本名は誰も知りません。皆からは「モウル」と呼ばれています。それで本人もいつしか「モウル」と名乗る様になりました。
モウルだけではありません。この巨大都市ツーでは、本名を他人に知られると、その身に災いが降りかかる、との言い伝えがあるので、ほとんどの人が名無し、もしくは仮の名前で活動しているのです。
ツーの住人達は自分の身元が知られないのをいいことに、毎日、口汚い言葉でわめき、互いに罵り合うので、他の都市の住人からは、あまりいい顔をされません。
けれどもモウルは一風変わっていて、ツーの住人でありながら、その手の罵り合いには、まったく加わろうとしませんでした。
「全然面白くない」
住人が本気になって罵り合いがヒートアップすればするほど、モウルは白けてしまうのです。

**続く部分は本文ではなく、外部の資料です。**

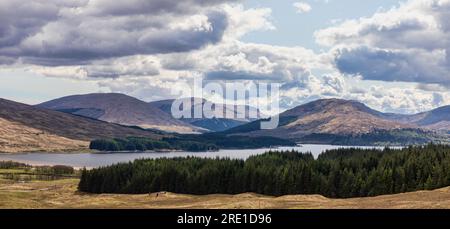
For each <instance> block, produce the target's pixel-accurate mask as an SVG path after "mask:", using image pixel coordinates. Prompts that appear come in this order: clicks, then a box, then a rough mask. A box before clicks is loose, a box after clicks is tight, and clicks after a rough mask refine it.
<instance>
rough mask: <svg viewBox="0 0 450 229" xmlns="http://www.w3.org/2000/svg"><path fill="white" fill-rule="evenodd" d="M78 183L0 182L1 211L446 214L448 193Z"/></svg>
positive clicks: (437, 191) (449, 207) (448, 198)
mask: <svg viewBox="0 0 450 229" xmlns="http://www.w3.org/2000/svg"><path fill="white" fill-rule="evenodd" d="M77 184H78V180H76V179H70V180H59V181H34V182H32V183H15V182H12V181H8V180H0V208H58V209H60V208H64V209H65V208H152V209H159V208H188V209H193V208H194V209H195V208H211V209H224V208H225V209H242V208H244V209H255V208H256V209H258V208H268V209H320V208H337V209H392V208H394V209H401V208H420V209H422V208H425V209H431V208H450V188H443V189H439V190H434V191H422V192H413V193H404V194H398V195H387V196H379V197H369V198H353V199H329V198H325V197H323V196H319V195H295V196H283V197H270V196H262V195H257V194H252V193H246V194H240V195H206V196H195V195H181V194H173V193H160V194H159V195H158V197H156V194H155V193H153V194H146V195H116V194H101V195H96V194H84V193H78V192H77V191H76V186H77Z"/></svg>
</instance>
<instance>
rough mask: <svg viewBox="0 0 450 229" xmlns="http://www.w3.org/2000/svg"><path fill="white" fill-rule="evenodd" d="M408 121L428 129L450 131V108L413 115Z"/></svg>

だからと言って、モウルは聖人君子というわけでもありませんでした。
モウルはこの巨大都市で、「徹底的にふざけまくる」ことに励んでいたのです。
具体的には、毎日せっせと様々な怪文書を作成し、人気のない路地裏に行ってそれをばらまいていました。
その大半は、住人によってくしゃくしゃに丸められ、ゴミ箱に捨てられてしまいましたが、中には、
「面白かった」
「いいぞ、もっと暴れろ」
「訴えられるまで頑張れ」
と、励ましてくれる人もいて、それがために、モウルはますます怪文書作成にのめりこんでいったのです。